Ce n’est qu’en 1979, soit vingt ans après sa réalisation, que ce quatrième long-métrage de Francesco Rosi (le deuxième réalisé en solo après La sfida un an plus tôt) fut exploité dans les salles françaises ! Resté longtemps rare, Profession magliari propose pourtant une rencontre inattendue et qui demeurera unique entre un réalisateur néoréaliste (Francesco Rosi) et un acteur de comédie (Alberto Sordi), deux artistes œuvrant dans des registres éloignés.
Le fruit de cette rencontre convainc sur de nombreux points même si le film pâtit d’un rythme pas toujours assuré et d’une séquence un peu caricaturale (vente de tapis à une allemande). Les deux personnages principaux sont incarnés par Alberto Sordi, parfait marchand itinérant aussi volubile que cynique, et Renato Salvatori qui peine à se hisser au niveau de son compagnon de jeu. Autour de ces deux protagonistes, Rosi parvient à faire vivre de nombreux personnages secondaires et magnifie la beauté de Belinda Lee.
À travers son cinéma néoréaliste, le metteur en scène réussit dans ce film à déplacer un certain microcosme italien en Allemagne (Hanovre puis Hambourg) en suivant la trace des « magliori ». La survie de ces immigrés et marchands italiens passent par quelques combines au sein de réseaux commerciaux souterrains confrontés à la concurrence d’autres immigrés (Polonais). La belle bande originale peuplée de hits des années 50 contribue à cette restitution subtile.
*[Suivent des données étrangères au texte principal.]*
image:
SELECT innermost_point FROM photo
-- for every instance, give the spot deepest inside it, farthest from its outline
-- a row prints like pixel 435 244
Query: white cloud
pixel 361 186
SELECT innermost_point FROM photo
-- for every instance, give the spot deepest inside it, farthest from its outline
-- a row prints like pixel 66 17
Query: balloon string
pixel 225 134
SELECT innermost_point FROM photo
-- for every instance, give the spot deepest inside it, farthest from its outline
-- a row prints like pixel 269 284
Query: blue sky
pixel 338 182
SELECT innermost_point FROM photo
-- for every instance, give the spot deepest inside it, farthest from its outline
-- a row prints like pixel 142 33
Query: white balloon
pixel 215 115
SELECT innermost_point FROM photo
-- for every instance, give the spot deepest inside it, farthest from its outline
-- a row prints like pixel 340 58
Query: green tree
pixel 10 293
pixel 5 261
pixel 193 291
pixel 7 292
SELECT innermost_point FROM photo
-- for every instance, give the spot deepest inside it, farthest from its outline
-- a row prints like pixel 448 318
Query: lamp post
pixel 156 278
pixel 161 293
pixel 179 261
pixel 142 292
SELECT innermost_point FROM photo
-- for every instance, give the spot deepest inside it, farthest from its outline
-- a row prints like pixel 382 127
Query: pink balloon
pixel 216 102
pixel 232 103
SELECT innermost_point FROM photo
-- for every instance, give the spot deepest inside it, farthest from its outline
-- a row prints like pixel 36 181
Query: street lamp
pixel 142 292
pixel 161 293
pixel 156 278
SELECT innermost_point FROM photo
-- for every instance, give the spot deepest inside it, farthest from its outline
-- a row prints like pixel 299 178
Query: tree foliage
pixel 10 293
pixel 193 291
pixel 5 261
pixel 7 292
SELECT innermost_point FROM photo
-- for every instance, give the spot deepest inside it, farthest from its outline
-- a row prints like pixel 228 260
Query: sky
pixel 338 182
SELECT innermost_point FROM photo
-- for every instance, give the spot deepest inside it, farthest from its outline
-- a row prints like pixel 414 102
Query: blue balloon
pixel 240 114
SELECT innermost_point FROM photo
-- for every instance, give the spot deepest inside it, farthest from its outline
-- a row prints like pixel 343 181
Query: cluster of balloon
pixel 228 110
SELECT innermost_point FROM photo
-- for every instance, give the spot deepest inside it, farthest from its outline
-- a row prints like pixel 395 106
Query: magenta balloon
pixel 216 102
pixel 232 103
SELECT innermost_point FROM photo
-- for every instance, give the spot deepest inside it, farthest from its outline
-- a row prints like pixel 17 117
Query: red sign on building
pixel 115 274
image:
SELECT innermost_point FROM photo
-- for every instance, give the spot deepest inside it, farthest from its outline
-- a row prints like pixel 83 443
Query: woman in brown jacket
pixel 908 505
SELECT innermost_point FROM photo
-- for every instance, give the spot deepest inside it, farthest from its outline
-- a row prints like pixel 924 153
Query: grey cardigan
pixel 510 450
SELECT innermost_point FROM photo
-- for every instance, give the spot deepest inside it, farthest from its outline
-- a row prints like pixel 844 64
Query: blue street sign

Entre comédie italienne, romance latine et la toujours présente nostalgie du pays, Rosi rend compte des conditions de vie de ces immigrés italiens en Allemagne ce qui vaut pour constat social. Notons au passage la belle exploitation de la profondeur de champ sur les scènes de groupe (l’action à suivre n’est pas nécessairement celle présentée au premier plan). Au final, Profession magliari fait mouche et trouve sa place parmi les œuvres tragicomiques à voir.